It is bc of their unforgiven sin that they reject Jesus. Both are mutually inclusive. You can't have forgiven sin AND reject Jesus and you can't reject Jesus if you are forgiven by him. Of course, rejection of Christ is the worse of all sins. In any case, both send you to hell where you pay for both.


----------



## moral necessity (Dec 6, 2012)

thistle93 said:


> Hi! According to the Bible why do people go to hell? Is it because they reject Jesus or because of a penalty for their sin? I use to think it was solely rejecting Jesus but I now think that both reasons (rejection and sins) are Biblical legitimate. Obviously those who reject Jesus will go to hell but they will also be sent to hell as punishment for their sins because Jesus did not atone for them. Of course this reasoning would mean limited/particular atonement. This is probably why all those I know who reject limited/particular atonement, say that it is just unbelief not sin that sends someone to hell because to them Jesus atonement for all sin even those who end up in hell. Interested if any in Reformed/Calvinists camp who share this view. Thoughts? Books on subject you recommend?
> 
> 
> For His Glory-
> Matthew



I don't see how any Reformed/Calvinist would share this other view, because of limited atonement being one of the pillars that basically defines Reformed/Calvinist.

Blessings...


----------



## caoclan (Dec 6, 2012)

Federal headship of Adam


----------



## earl40 (Dec 7, 2012)

OPC'n said:


> It is bc of their unforgiven sin that they reject Jesus.

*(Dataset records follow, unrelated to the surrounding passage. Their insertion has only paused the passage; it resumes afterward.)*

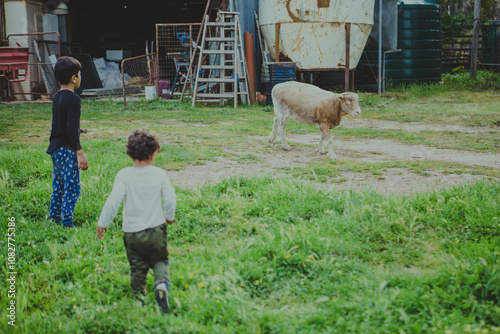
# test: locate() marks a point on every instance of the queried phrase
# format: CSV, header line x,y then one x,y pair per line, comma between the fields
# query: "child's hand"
x,y
83,164
100,230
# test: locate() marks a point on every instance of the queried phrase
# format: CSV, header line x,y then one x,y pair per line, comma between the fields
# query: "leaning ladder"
x,y
230,72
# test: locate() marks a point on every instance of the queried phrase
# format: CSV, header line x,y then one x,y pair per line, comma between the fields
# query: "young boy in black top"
x,y
64,148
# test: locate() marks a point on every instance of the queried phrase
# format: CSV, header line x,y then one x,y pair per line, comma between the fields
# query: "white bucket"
x,y
150,92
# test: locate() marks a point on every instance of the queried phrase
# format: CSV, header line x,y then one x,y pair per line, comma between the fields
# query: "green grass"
x,y
262,254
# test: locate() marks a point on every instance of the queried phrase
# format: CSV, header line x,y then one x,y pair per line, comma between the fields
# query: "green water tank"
x,y
420,38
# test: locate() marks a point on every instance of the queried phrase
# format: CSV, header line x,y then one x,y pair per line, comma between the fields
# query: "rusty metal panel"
x,y
312,32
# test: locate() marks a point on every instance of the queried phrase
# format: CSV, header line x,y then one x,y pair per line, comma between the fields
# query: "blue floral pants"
x,y
65,186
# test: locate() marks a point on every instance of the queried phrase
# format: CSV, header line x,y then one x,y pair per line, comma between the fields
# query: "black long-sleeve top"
x,y
65,121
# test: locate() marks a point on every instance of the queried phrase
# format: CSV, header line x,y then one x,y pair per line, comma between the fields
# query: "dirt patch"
x,y
398,181
411,127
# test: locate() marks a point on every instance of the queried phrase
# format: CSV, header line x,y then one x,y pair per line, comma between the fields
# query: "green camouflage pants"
x,y
147,249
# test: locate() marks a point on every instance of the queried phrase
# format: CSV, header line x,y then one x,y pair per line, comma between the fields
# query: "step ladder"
x,y
222,72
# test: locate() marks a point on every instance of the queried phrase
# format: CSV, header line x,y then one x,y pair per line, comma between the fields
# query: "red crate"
x,y
13,61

So do we have to wait for a person to reject Jesus before they are justly condemned?


----------



## newcreature (Dec 8, 2012)

earl40 said:


> OPC'n said:
> 
> 
> > It is bc of their unforgiven sin that they reject Jesus.
> ...



The unregenerate man has already rejected Jesus. He was born of a sinful nature, and is made holy only by the righteousness of Christ. We don't need to commit a particular sin to be guilty; on the contrary, we are forgiven of sin by Christ's redemption.


----------



## J. Dean (Dec 8, 2012)

newcreature said:


> The unregenerate man has already rejected Jesus. He was born of a sinful nature, and is made holy only by the righteousness of Christ. We don't need to commit a particular sin to be guilty; on the contrary, we are forgiven of sin by Christ's redemption.



Luther and Calvin are toasting a drink over you, I think


----------



## earl40 (Dec 8, 2012)

J. Dean said:


> newcreature said:
> 
> 
> > The unregenerate man has already rejected Jesus. He was born of a sinful nature, and is made holy only by the righteousness of Christ. We don't need to commit a particular sin to be guilty; on the contrary, we are forgiven of sin by Christ's redemption.
> ...



Though it was Calvin who said people go to hell because of Adam's sin and that the person degree of punishment in hell will be according to the sin's commited in this life. In other words, you get to hell by the sin of Adam and not by your sin.


----------



## newcreature (Dec 9, 2012)

earl40 said:


> Though it was Calvin who said people go to hell because of Adam's sin and that the person degree of punishment in hell will be according to the sin's commited in this life. In other words, you get to hell by the sin of Adam and not by your sin.


I suppose this is also true. Adam sinned as the federal head. Therefore, by his sin, all his offspring are considered guilty of sin. Adam's sin was imputed to all mankind. So it is sin which sends us to hell. 

Now, if we look at this a little deeper, the unregenerate man, in his total depravity, has rejected Christ in his own heart. The rejection is a sin, and is a result of sin. It is only through the gift of salvific grace that any of us are saved. So you see, men go to hell because of sin AND because of rejection. The two are mutually inclusive (I think Sarah said those words). 

If we want to go even further, we can examine how once in hell, man will continue to grow more bitter towards the righteous God. Even in death, his sin and rejection will continue to increase.


----------